Calcium is required for
Calcium is needed for the formation and maintenance of bones, the development of teeth and healthy gums. It is necessary for blood clotting, stabilizes many body functions and is thought to assist in bowel cancer.
It has a natural calming and tranquilizing effect and is necessary for maintaining a regular heartbeat and the transmission of nerve impulses. It helps with lowering cholesterol, muscular growth, the prevention of muscle cramps and normal blood clotting.
Furthermore it also helps with protein structuring in DNA and RNA. It provides energy, breaks down fats, maintains proper cell membrane permeability, aids in neuromuscular activity and helps to keep the skin healthy. Calcium also stops lead from being absorbed into bone.
Deficiency of calcium
Prolonged bone re-absorption from chronic dietary deficiency results in osteoporosis - from either too little bone mass accumulation during growth or higher rate of bone loss at menopause. Dietary calcium deficiency also has been associated with increased risk of hypertension, and colon cancer.
When it is in short supply, a variety of symptoms from aching joints, eczema, elevated blood cholesterol, heart palpitations, brittle nails, hypertension (high blood pressure) and insomnia can become evident.
Muscle cramps, nervousness, numbness in the arms and legs, rheumatoid arthritis, convulsions, depression and delusions have also been noted.
The dosage underneath is the (RDA), but be aware that this dosage is the minimum that you require per day, to ward off serious deficiency of this particular nutrient. In the therapeutic use of this nutrient, the dosage is usually increased considerably, but the toxicity level must be kept in mind.
1,000 mg per day for people aged 19-50 years 1,200 mg per day for people over the age of 51 years.
The maximum level of calcium is 2.5 g/day. It is also recommended one to two parts of calcium and phosphorus to one part of magnesium.

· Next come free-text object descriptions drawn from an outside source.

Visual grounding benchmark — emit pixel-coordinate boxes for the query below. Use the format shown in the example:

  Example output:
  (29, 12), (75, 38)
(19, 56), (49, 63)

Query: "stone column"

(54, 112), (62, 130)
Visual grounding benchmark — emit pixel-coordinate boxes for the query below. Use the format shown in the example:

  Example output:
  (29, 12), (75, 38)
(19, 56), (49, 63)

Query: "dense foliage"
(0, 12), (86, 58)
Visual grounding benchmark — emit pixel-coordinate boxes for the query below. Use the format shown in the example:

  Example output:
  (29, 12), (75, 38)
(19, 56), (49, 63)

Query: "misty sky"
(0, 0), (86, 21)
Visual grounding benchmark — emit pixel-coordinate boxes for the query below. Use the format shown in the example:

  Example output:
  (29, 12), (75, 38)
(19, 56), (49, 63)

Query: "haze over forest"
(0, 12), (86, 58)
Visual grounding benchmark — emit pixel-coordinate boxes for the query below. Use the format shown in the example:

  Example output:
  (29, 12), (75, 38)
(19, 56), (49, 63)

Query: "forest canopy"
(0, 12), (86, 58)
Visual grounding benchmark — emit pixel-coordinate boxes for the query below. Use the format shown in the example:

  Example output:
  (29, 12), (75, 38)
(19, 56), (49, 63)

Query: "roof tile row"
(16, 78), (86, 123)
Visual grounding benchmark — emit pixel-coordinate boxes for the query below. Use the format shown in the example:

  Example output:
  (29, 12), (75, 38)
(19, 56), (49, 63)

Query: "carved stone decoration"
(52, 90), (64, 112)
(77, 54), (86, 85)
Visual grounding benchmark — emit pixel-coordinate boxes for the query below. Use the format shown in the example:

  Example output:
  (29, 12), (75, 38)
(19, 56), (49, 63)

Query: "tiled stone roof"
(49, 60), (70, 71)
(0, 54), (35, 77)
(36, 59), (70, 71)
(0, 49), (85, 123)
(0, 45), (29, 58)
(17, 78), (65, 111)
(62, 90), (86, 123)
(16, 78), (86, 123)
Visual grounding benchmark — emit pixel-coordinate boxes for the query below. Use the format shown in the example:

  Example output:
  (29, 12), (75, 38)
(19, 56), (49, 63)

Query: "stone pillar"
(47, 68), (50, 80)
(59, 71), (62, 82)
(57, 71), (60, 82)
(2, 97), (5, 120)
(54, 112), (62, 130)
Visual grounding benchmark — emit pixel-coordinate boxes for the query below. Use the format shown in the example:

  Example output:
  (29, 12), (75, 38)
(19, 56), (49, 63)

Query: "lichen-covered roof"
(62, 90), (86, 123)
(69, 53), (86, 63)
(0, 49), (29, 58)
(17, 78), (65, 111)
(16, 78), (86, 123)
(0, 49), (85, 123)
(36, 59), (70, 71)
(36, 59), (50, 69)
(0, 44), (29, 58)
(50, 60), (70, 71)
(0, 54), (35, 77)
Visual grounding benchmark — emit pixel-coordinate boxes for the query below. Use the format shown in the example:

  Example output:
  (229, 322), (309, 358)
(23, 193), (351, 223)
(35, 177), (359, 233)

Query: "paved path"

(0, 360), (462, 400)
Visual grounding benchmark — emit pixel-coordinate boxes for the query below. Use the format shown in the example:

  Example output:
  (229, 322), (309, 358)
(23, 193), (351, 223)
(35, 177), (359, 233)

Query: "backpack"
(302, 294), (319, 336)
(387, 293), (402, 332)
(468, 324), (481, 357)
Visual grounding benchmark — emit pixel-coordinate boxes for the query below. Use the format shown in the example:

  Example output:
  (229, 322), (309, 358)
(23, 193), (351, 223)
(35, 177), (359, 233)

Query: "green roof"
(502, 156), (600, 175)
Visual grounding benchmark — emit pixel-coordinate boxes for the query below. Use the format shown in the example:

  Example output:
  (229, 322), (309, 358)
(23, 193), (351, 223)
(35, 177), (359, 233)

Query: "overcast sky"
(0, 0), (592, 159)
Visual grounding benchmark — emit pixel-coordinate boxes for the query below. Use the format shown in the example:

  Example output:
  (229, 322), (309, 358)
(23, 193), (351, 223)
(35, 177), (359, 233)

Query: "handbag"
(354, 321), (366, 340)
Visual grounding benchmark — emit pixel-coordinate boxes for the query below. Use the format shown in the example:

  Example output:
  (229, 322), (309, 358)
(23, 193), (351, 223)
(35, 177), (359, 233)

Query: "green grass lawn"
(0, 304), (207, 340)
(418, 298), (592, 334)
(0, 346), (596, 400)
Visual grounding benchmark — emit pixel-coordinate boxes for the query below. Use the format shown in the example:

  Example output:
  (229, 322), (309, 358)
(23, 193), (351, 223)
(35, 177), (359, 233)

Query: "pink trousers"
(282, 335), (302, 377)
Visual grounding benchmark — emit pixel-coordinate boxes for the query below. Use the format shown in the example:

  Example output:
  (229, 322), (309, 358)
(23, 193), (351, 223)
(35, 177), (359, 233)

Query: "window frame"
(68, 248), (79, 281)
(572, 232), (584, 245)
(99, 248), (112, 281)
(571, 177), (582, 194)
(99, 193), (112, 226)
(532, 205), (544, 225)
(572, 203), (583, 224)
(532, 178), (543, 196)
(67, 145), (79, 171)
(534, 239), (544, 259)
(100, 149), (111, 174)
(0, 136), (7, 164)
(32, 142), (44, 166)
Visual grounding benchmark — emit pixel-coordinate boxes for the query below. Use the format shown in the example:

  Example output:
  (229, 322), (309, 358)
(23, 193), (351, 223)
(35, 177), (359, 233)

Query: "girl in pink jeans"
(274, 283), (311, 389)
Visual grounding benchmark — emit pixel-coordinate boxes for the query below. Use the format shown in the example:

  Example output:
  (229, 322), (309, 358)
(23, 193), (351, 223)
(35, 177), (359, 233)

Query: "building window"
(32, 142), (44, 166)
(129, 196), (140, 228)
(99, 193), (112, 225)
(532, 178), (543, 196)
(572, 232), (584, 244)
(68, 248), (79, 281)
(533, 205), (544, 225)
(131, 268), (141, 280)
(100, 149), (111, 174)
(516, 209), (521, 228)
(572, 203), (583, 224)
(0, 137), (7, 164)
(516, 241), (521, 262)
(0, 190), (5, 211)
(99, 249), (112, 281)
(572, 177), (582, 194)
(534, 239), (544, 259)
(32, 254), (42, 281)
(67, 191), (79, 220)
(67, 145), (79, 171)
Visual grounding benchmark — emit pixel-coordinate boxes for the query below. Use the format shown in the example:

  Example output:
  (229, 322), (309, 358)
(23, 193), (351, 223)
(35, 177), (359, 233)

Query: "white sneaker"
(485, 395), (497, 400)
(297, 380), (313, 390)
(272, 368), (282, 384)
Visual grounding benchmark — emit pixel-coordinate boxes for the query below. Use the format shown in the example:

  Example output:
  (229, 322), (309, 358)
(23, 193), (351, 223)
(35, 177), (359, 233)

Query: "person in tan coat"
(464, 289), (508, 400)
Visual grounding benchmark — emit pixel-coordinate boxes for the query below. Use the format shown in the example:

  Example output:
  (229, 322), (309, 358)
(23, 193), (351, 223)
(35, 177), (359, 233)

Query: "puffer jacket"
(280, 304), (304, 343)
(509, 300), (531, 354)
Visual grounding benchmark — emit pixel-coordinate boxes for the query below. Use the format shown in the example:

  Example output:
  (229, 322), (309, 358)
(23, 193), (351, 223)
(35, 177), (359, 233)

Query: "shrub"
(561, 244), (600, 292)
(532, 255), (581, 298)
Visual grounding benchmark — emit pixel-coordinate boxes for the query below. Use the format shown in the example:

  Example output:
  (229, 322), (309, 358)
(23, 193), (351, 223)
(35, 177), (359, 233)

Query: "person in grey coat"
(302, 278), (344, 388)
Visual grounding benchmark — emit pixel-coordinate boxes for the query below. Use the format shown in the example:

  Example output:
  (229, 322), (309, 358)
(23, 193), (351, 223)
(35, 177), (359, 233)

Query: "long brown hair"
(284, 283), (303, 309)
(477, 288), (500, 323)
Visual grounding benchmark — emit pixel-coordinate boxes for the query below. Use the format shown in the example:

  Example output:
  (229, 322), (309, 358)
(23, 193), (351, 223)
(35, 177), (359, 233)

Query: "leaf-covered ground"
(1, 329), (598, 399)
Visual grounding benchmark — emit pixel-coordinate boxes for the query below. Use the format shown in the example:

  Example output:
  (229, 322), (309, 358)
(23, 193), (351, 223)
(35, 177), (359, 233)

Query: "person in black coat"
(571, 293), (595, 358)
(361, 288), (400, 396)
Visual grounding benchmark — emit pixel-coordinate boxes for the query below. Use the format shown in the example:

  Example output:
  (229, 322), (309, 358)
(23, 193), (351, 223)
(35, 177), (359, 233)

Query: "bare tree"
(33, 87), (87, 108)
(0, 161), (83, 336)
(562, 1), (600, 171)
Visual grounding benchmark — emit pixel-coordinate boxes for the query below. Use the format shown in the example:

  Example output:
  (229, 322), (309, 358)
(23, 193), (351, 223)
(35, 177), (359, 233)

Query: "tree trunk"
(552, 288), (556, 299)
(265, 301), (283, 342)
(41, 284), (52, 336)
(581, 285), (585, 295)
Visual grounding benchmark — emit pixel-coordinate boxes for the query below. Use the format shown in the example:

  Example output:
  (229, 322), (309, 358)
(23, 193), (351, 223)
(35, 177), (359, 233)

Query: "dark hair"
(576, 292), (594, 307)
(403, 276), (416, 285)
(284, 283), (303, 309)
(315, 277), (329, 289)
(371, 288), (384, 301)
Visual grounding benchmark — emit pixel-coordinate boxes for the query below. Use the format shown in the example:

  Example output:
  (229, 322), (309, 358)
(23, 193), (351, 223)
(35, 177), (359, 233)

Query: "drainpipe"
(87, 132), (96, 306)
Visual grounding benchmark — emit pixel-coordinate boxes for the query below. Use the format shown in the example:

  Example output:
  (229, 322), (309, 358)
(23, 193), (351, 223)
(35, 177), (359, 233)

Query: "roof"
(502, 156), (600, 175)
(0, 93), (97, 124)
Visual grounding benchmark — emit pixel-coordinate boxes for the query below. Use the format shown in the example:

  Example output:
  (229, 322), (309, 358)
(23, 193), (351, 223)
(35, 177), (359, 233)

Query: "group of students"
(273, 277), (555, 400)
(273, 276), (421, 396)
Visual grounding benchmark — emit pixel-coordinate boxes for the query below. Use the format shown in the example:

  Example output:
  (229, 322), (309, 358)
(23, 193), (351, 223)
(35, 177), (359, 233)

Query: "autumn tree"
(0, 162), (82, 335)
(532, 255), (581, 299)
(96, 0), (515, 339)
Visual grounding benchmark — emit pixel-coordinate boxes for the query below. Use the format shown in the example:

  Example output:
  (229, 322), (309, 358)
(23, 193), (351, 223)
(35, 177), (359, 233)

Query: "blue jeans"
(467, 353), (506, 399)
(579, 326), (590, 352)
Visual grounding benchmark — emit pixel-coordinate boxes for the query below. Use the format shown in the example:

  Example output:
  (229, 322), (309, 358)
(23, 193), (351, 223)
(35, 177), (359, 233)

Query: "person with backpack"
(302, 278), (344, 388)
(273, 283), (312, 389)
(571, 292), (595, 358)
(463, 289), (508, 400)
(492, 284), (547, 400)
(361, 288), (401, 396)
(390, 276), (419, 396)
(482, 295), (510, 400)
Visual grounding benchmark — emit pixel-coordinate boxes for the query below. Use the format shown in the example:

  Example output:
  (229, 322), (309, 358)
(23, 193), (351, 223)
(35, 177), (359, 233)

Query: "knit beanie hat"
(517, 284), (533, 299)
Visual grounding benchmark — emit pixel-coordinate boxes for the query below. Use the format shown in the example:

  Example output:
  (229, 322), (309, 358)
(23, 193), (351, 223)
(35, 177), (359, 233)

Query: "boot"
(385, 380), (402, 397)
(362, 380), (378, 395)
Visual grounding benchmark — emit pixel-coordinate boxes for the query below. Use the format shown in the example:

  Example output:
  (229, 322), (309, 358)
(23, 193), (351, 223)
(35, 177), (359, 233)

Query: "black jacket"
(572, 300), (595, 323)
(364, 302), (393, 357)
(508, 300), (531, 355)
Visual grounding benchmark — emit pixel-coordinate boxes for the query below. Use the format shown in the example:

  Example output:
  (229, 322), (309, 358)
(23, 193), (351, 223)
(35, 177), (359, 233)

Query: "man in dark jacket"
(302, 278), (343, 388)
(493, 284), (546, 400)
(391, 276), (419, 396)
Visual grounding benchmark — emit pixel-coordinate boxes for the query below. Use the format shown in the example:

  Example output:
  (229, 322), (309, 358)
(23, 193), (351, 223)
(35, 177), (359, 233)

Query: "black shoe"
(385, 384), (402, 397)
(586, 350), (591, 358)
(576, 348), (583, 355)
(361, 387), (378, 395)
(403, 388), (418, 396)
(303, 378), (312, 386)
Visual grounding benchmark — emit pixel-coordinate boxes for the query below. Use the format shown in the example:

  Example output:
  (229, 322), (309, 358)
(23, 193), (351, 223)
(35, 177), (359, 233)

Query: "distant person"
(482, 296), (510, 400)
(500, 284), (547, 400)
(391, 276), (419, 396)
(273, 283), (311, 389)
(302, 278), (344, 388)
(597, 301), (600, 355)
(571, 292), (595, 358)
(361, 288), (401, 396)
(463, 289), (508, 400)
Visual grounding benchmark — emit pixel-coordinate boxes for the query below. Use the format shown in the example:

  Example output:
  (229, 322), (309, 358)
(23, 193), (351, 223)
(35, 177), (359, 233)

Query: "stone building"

Toxicity and symptoms of high intake
Excess calcium supplementation has been associated with some mineral imbalances such as zinc, but combined with a magnesium deficiency it may cause deposits to form in your kidneys, which could cause kidney stones.
Best used with
It is recommended to take one to two parts of calcium and phosphorus to one part of magnesium. Vitamin D and vitamin A are beneficial to have around this nutrient and it is great when taking a supplement that it is chelated with amino acids.
When more may be required
More calcium may be needed if you suffer from osteoporosis, are lacking in Vitamin D, if you have a gum disease or eat processed foods, ingest excess protein, fat, sugar or caffeine, salt or fizzy soda drinks.
Drinking bottled water with a low mineral content could require more dietary calcium and so may the consumption of alcohol, taking a birth control pill, diuretic (water pill) antacids or if you are on hormone replacement therapy.
Enemy of calcium
Phosphorus, sodium, alcohol, coffee and white flour aids the loss of calcium from the body, while too much protein, fat and sugars can have a negative effect with the absorption thereof. Tetracycline and calcium bond together which impairs the absorption of both.
Other interesting points
Estrogen promotes deposits of calcium in the bones.
Food sources of calcium
Milk, milk products, beans, nuts, molasses and fruit contain good amounts of calcium. Fish and seafood, as well as green leafy vegetables supply good amounts of calcium.